Now, I realise some people in the comments may say that this shouldn't be used for POV. However I should point out that some of the GoPro guys are already using this for POV shots with quite a bit of success, and the software has been designed such that it can be used for all manner of different shot types.
Some will also say that stabilising a vehicle (boat) mounted shot shouldn't be done, either. Traditional wisdom has always been that you fix the camera to the vehicle, and that's that. The camera then moves with it. Personally I find that dull. I love seeing the movement of the boat within the shot, like a camera tracking along with the boat rather than being hard mounted to it.

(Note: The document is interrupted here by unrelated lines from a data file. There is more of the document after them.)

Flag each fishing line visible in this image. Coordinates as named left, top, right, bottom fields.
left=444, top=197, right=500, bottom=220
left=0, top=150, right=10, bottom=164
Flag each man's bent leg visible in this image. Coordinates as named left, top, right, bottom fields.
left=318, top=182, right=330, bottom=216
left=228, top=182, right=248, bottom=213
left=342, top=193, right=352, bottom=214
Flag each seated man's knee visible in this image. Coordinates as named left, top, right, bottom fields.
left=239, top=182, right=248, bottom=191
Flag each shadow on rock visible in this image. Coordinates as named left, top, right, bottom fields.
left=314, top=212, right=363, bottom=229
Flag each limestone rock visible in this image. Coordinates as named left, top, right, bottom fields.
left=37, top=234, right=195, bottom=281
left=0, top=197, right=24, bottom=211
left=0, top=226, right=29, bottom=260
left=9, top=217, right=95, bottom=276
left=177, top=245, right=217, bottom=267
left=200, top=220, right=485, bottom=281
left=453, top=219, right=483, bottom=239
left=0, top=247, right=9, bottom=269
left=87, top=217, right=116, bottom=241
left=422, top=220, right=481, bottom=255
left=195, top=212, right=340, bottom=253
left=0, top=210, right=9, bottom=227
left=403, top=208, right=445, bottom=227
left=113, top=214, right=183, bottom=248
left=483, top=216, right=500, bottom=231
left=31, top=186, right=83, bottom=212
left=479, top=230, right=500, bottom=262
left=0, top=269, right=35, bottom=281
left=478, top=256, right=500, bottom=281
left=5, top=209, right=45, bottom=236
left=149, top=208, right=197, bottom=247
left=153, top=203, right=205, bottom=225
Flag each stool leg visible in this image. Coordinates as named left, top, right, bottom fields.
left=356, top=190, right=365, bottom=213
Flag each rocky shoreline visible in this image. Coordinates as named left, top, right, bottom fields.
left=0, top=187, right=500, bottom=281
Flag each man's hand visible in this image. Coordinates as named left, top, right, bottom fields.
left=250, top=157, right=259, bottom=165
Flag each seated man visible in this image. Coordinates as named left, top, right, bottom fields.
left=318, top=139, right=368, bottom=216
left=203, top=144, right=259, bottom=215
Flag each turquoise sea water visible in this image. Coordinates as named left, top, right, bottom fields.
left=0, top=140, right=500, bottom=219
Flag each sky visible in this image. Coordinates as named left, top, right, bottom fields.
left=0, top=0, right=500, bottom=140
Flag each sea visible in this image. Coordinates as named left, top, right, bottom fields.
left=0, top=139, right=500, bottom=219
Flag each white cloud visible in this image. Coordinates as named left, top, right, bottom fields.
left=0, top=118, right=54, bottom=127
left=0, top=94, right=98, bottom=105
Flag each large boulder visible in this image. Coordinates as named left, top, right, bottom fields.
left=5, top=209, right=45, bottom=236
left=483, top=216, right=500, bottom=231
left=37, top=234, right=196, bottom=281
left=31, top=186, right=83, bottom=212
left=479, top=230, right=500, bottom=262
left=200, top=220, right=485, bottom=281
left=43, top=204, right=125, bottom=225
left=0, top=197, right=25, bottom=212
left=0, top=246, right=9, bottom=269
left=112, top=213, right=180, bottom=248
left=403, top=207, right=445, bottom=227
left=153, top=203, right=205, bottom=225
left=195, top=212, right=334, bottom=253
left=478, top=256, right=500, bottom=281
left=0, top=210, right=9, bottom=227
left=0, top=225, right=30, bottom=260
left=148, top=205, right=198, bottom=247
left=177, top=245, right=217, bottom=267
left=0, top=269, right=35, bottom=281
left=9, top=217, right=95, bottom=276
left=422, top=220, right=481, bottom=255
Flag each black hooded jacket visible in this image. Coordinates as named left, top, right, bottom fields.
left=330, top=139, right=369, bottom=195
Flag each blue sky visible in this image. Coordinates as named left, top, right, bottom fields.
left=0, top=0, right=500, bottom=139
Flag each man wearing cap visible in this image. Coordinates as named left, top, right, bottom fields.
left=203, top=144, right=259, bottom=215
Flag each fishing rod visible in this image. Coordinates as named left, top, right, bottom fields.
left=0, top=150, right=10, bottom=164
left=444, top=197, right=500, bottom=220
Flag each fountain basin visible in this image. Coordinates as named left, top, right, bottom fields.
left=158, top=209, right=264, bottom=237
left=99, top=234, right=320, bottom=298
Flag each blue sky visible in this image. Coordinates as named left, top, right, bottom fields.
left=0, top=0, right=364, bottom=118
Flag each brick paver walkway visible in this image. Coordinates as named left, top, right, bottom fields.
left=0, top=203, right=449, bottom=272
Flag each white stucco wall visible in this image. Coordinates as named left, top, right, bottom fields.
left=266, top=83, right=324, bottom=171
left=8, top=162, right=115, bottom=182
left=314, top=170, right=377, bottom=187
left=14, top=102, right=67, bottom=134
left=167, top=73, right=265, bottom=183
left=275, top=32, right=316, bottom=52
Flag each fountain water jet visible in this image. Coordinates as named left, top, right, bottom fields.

The results I got from creating dolly movements, handheld, were absolutely astounding, and far better than using HyperSmooth. The fisheye reduction also works very well indeed. Look at the before and after results at the end of the video to see.
Some people question my addiction to action cameras when I used 'proper' cameras professionally for two and a half decades. It's because of developments like this. I love seeing what can be done with such a small, fixed lens camera, and I love the immediacy and immersiveness of the results. I also love the fact that image quality improvements over the years in this camera genre has become very noticeable compared to some of the more professional lines, and that makes it exciting and interesting to me.
Action cameras do sometimes get a bad reputation for dull footage, but just like any type of camera, it's not what you shoot, it's how you shoot it and then edit it. Tools like ReelSteady 2.0 really do expand the possibilities of what you can do.
GoPro's Player software is free, while the ReelSteady add on is $99.